As relações profissionalizaram-se porque "houve uma mudança de paradigma" na edição, diz Ana Maria Pereirinha, que trabalha em edição desde 1999 - já passou pela Temas e Debates, QuidNovi e agora está na Planeta. "Essa mudança de paradigma deu-se a partir do momento em que os escritores deixaram de estar nas vanguardas, passaram a estar atrás do público em vez de estar à sua frente: agora os escritores escrevem para o público, já não é o público que vai atrás da novidade."
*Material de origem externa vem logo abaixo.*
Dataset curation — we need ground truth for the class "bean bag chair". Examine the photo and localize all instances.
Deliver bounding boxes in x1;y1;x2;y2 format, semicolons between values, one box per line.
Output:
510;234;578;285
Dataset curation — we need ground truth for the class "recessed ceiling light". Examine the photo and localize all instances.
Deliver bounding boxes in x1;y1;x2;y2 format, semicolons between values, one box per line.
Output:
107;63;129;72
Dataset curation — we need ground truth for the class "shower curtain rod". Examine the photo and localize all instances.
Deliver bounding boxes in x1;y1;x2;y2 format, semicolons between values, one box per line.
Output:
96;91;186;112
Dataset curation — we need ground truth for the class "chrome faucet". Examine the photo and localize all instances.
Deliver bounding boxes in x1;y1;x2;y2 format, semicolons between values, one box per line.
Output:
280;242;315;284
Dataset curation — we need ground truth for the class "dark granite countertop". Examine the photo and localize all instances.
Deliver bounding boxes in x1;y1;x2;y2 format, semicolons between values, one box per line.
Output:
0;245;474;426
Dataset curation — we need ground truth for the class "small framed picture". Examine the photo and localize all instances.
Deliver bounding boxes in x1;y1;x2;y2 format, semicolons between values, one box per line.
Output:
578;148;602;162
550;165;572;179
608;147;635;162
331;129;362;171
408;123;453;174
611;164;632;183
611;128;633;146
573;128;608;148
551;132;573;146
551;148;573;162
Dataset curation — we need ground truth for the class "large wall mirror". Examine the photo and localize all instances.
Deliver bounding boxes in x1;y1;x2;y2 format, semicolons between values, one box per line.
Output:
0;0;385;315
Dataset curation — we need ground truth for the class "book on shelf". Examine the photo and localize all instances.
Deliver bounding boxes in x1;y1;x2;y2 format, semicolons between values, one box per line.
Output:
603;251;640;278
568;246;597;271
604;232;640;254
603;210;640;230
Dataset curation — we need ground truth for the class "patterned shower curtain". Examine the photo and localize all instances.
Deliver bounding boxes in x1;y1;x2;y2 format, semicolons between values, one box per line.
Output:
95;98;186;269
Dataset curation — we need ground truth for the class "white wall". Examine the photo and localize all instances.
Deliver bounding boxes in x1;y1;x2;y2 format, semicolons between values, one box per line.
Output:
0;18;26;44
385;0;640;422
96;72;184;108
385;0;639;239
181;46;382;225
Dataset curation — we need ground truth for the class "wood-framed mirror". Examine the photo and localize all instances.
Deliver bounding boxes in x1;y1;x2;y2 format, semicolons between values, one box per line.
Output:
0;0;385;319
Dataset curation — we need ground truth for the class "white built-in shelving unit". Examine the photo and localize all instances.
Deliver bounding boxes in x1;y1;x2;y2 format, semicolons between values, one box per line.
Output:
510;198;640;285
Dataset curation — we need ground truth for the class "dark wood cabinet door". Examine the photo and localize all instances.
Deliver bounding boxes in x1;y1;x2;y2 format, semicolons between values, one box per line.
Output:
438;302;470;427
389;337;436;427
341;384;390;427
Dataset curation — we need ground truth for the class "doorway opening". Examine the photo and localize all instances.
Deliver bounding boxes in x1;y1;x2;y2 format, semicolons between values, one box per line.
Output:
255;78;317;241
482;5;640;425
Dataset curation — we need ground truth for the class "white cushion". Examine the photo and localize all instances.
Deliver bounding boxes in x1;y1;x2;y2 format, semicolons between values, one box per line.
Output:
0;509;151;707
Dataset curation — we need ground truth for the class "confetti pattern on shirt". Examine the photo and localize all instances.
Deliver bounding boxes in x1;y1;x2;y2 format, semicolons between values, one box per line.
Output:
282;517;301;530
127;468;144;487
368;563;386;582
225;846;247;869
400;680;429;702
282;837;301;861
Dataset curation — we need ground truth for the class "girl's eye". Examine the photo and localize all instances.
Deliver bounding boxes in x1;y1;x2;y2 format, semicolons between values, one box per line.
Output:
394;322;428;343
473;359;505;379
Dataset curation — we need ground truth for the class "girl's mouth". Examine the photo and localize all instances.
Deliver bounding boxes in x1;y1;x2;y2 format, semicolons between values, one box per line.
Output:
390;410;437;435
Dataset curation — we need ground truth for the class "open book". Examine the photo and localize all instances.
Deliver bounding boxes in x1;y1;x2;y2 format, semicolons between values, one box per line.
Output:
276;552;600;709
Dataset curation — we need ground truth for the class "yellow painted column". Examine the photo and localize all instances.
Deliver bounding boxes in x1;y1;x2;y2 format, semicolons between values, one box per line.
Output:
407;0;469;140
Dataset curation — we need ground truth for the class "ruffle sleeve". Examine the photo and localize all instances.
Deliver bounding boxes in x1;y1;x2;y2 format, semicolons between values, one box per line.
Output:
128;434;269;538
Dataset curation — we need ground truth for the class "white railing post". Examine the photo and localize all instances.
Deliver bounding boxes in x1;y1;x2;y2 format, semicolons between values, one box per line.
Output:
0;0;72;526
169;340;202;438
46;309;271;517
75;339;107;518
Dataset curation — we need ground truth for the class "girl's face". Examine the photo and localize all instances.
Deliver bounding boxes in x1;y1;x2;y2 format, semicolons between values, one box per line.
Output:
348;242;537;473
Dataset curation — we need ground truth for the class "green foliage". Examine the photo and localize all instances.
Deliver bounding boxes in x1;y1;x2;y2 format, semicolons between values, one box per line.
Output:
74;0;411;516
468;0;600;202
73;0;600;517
O que se perde em horas de amizade ou de boémia ganha-se em reuniões de edição. Em Portugal, diz Ana Pereirinha, "há uma certa cerimónia dos editores em relação aos consagrados". Maria da Piedade Ferreira, editora da Dom Quixote, confirma: "Nunca me atrevi a mexer nos livros do Vergílio [Ferreira] ou do [António] Lobo Antunes. Posso dizer que achei um capítulo demasiado longo, mas eles registam e já não os afecta nada, porque na cabeça deles o livro está acabado, já não o vão mudar."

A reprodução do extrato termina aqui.